"The wicked flee though no one pursues, but the righteous are as bold as a lion." (Proverbs 28:1)
I am not sure if it’s because I am getting older, or just nervier, but I speak my mind more than I used to. I feel frustrated by a culture allowing injustice and a spiritual enemy who delights in our personal downfall. I can’t be about the whole jungle, but with the family and the ministry I’ve been gifted to lead alongside of Todd, I am feeling bold. Winston Churchill once said, "I was not the lion, but it fell to me to give the lion's roar." Whether we feel like it or not, it’s time to speak truth, be a light, and fight for our families and the defenseless. Here’s how I see the Proverbs 28 coming out in me:
1. Brave. I want to walk into rooms it’s easier not to, because I believe I can represent God’s family and heart. I want to speak up when it’s easier to go along, because “good intentions” aren’t enough -- we need to take a stand and lead others with us. I want to take more risks, knowing even if something doesn’t turn out how I hoped, there are still lessons for me in it. I want to value that growth over other measures of success. Lions aren’t subtle, so no more thinking I have to be underwhelming or unintimidating. As a wife, mother, friend, worker, leader, I hope I am both tenderly fierce, and thoughtfully courageous.
2. Protective. This is so natural for me. Why do I ever suppress it? God is my first Protector, and when I act in this way, I hope to be modeling His nature in me. I want to protect my family, the Bible, the defenseless. I want to protect vulnerable children and the freedoms I currently enjoy. Lions are bold and willing to fight, so I hope I never back down from the opportunity to defend God, or those He’s entrusted into my care. Everyone in the jungle knows where they stand with a lion, and their confidence is unmistakable. May that be said of us.
3. Social. Lions are the most social of the big cats.

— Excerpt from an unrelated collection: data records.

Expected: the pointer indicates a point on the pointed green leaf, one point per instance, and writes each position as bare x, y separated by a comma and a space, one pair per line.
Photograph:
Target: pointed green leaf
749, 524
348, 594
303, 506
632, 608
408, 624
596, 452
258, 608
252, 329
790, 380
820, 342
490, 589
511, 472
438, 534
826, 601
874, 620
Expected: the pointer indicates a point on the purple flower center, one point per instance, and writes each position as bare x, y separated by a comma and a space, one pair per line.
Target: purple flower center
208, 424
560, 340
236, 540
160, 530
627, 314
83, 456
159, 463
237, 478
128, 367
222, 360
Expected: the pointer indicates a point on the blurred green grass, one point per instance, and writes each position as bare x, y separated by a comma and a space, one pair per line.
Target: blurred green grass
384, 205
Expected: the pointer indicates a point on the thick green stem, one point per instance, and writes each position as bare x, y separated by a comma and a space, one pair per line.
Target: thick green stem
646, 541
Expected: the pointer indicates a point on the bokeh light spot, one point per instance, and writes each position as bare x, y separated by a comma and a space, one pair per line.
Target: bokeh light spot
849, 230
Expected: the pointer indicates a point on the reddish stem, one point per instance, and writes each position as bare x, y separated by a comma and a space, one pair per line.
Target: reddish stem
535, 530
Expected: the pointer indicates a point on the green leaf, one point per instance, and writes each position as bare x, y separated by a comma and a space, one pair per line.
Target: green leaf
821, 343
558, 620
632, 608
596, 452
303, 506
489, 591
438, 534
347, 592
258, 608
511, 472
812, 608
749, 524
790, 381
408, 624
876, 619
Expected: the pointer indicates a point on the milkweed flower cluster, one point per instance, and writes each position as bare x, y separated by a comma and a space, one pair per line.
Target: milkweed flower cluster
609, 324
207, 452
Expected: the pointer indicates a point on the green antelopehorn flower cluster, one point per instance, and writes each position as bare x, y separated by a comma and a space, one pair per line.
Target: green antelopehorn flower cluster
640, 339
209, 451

The size of a pride ranges from 15-40 members, and I want to remember: I am in a pride. I have people, and those people have me. It can feel easier to isolate sometimes, but I am at my best when I live in community. I want to be known by them and I want living in community to make me better. The Bible talks about in Ecclesiastes 4:9:
"Two are better than one, because they have a good return for their labor: 10 If either of them falls down, one can help the other up. But pity anyone who falls and has no one to help them up. 11 Also, if two lie down together, they will keep warm. But how can one keep warm alone? 12 Though one may be overpowered, two can defend themselves. A cord of three strands is not quickly broken."
Being with others, helps to strengthen me in every way; I am bolder, kinder, and more self-aware when I am living life with others.
I love Proverbs 31 and all the characteristics that woman demonstrates for us to model, but these days, I am hoping the Proverbs 28 is put on display in my life -- as I allow God to work out my faith with fear and trembling, as I put on His righteousness over my sinfulness, may His boldness like a lion be evident in me.